A dire vrai, on n’imagine pas voir évoluer dans leurs certitudes ceux qui n’ont pas jugé bon d’émettre la moindre protestation lorsque, au mois de mai 2012, le penseur palestinien de gauche, Salameh Kileh, a été arrêté, emprisonné et torturé en Syrie, avant d’être expulsé du pays où il vivait et travaillait depuis trois décennies. Il aurait eu droit à plus d’attention si, au lieu d’être maltraité par le champion autoproclamé de la « résistance » à Israël, il avait subi les mêmes exactions de « l’entité sioniste ».

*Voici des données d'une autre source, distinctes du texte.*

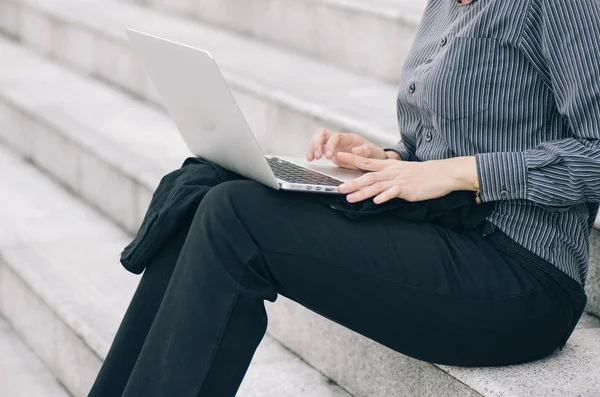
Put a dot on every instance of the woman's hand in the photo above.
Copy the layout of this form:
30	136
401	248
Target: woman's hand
330	143
409	180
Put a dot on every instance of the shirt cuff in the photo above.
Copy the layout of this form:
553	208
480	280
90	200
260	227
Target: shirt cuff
402	150
502	176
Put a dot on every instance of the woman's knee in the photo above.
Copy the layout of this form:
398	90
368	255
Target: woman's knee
231	198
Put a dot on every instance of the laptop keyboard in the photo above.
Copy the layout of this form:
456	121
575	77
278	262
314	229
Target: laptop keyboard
293	173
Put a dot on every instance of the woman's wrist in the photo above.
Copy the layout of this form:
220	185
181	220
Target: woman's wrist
463	172
391	154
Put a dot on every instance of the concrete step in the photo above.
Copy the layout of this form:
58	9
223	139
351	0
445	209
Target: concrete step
367	36
64	292
282	93
110	150
22	374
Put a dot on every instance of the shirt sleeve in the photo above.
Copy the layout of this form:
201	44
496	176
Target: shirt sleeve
566	171
403	150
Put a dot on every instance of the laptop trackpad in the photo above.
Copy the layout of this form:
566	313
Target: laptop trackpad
325	166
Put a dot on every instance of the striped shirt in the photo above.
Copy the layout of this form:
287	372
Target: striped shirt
517	85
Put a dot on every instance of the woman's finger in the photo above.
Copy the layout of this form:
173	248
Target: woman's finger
362	162
370	191
391	193
316	144
331	144
364	150
364	180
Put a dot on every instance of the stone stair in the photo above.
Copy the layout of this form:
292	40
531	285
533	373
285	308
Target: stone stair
98	129
22	374
63	291
370	37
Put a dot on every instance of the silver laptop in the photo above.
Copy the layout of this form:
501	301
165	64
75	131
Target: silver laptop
212	125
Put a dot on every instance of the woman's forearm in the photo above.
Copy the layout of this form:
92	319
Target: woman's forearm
462	171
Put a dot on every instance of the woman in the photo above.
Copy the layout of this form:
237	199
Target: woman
498	98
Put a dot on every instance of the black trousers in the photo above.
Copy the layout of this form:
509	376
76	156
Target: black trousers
425	291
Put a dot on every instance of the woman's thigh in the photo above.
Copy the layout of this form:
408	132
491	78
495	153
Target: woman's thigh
425	291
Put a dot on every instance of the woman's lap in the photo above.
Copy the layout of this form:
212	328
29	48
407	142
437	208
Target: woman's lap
425	291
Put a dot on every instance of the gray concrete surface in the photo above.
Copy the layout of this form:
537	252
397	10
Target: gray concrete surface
22	374
280	91
368	36
64	291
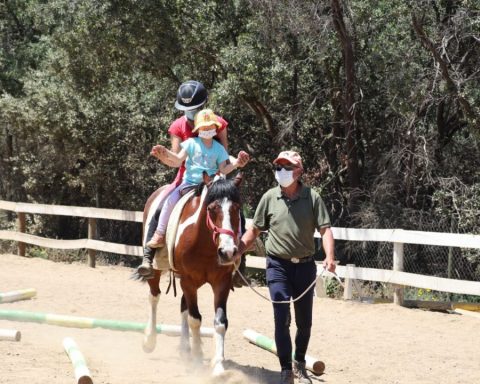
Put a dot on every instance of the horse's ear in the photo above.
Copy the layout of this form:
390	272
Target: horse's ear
238	179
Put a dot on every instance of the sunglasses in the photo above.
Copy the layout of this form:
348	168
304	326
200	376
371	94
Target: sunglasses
286	167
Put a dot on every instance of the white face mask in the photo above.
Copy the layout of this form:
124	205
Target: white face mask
284	177
210	134
190	115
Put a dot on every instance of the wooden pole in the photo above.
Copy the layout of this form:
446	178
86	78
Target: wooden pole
348	291
311	363
398	266
21	294
81	371
88	322
21	228
92	230
10	334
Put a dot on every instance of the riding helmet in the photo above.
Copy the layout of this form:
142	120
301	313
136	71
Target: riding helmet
191	95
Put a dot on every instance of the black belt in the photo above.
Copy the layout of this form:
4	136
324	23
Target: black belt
295	260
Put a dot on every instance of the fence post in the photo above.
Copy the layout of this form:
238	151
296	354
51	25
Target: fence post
92	229
348	291
21	228
398	266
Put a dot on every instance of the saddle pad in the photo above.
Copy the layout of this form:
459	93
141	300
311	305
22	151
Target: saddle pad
163	260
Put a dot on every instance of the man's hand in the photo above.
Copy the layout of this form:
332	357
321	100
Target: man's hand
329	265
242	159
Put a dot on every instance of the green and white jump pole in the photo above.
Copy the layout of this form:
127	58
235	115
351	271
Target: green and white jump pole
87	322
314	365
10	335
81	371
22	294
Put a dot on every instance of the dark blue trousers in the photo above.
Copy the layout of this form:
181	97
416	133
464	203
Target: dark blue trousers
288	280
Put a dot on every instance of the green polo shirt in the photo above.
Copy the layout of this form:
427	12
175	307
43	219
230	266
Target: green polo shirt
291	223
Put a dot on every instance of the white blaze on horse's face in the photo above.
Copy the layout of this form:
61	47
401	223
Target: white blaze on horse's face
226	245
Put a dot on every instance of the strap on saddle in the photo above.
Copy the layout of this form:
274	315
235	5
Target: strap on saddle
171	283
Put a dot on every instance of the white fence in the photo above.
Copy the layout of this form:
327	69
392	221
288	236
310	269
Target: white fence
396	236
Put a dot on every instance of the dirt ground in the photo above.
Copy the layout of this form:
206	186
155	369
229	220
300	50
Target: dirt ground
359	343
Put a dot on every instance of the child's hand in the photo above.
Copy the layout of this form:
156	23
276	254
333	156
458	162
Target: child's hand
159	151
242	159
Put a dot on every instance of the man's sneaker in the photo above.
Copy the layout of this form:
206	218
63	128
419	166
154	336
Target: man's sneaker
157	241
286	376
300	372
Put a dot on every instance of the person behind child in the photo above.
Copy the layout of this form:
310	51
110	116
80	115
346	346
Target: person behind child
191	98
201	154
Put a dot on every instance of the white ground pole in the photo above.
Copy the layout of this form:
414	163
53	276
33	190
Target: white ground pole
22	294
82	373
10	334
311	363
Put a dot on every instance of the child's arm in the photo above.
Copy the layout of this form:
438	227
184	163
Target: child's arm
168	157
229	165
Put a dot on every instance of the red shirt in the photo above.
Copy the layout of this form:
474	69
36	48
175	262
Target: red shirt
182	128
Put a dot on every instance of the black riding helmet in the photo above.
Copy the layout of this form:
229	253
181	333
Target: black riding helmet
191	95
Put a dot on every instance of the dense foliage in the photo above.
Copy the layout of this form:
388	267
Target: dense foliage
382	98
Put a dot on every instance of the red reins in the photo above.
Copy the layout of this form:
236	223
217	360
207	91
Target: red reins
216	230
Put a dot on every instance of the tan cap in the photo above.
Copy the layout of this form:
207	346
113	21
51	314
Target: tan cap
205	118
289	156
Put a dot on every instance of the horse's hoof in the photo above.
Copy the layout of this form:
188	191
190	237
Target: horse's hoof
218	370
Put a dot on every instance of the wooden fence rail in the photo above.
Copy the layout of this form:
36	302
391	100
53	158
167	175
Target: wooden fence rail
396	236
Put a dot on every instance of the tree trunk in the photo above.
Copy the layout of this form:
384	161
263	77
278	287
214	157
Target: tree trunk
348	108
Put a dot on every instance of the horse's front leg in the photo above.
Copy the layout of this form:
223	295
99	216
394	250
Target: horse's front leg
150	334
194	318
221	292
185	331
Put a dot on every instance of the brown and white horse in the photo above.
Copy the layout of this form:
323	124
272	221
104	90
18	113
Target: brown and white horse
205	243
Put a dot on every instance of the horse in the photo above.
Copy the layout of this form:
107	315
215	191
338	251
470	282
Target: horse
205	243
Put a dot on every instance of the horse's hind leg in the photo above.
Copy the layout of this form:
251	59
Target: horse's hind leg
150	335
220	325
185	331
194	319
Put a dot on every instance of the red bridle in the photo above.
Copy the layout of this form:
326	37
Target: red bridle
217	231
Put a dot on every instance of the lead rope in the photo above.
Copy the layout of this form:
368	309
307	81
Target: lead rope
291	300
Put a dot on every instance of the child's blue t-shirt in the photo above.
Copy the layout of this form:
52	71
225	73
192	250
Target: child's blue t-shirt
201	158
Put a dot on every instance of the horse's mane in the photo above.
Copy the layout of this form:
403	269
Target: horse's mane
222	188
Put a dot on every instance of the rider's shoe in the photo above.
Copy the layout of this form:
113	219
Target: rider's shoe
146	269
157	241
286	376
301	373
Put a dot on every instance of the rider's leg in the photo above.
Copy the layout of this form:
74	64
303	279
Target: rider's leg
158	239
145	269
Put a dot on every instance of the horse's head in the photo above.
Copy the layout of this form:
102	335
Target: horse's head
223	216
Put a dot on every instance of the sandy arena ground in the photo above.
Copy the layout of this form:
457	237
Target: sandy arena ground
360	343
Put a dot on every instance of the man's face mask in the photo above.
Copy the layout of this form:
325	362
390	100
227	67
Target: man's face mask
190	115
284	176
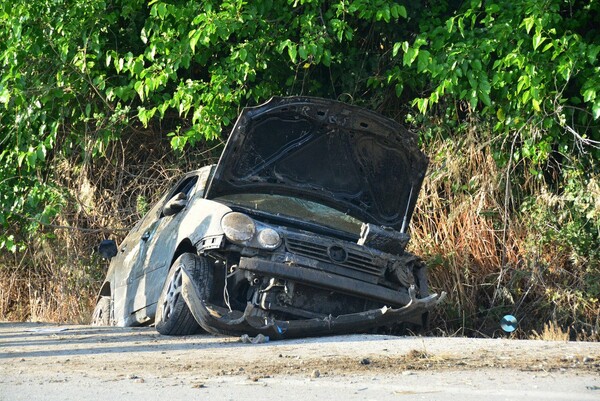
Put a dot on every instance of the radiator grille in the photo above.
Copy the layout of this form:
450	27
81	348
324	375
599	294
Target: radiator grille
355	260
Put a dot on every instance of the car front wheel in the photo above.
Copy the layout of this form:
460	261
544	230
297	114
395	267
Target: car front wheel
101	315
173	316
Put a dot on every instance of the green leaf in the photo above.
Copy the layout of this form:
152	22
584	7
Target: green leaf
409	56
538	40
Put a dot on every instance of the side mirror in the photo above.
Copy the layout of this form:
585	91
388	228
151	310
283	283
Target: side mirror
175	204
108	249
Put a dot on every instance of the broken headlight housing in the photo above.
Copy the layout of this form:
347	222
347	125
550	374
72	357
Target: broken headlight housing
243	230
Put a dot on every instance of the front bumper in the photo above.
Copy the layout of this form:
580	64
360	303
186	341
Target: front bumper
237	323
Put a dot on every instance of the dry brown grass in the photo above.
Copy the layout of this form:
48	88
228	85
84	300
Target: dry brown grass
57	276
467	226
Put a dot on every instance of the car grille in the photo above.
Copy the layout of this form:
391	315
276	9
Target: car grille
356	260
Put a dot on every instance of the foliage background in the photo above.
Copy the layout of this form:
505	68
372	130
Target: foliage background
103	102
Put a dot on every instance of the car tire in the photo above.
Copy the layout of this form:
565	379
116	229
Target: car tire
101	315
173	316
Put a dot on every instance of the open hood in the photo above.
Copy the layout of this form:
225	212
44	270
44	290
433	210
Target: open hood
346	157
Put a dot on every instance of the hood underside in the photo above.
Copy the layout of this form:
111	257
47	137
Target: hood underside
346	157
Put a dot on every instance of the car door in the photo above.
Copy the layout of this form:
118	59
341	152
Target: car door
155	251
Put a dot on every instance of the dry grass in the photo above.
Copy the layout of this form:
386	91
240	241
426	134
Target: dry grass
466	226
57	276
551	332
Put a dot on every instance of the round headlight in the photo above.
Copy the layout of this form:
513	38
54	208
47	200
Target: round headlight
238	227
269	238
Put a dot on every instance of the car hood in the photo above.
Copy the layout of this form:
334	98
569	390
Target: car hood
346	157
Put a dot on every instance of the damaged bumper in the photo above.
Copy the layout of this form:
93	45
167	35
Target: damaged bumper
248	322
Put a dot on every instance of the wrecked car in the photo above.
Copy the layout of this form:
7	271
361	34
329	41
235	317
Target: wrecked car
299	230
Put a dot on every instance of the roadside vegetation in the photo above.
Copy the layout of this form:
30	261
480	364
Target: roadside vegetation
104	102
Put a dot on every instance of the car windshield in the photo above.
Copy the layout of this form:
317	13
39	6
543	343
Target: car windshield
296	208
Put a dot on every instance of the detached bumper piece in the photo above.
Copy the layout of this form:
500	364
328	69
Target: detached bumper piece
237	323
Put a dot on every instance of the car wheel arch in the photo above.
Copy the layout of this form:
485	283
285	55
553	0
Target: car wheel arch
184	246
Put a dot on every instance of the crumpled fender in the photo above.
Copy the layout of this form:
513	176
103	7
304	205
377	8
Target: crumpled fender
237	323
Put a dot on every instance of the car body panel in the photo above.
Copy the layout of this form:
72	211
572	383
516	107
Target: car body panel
344	156
339	264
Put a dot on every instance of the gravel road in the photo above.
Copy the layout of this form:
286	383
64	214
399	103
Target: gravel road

On doit plutôt s’attendre, comme on l’écrivait à l’époque, qu’ils « confirment aujourd’hui, avec ce nouveau reniement, ce que tout le monde savait déjà. Guère différents du régime syrien dans leur mode de fonctionnement et prêts à user de tout pour faire marcher leur business, ils ne manifestent leur « soutien » à la cause palestinienne que dans la mesure où celle-ci apporte de l’eau au moulin de la seule chose qui les préoccupe au fond : leur anti-impérialisme. Quant à la liberté et à la dignité des populations soumises aux diktats de régimes illégitimes et corrompus, avides de se débarrasser de ceux qui les oppressent parfois depuis des décennies, ils n’en ont finalement rien à faire ».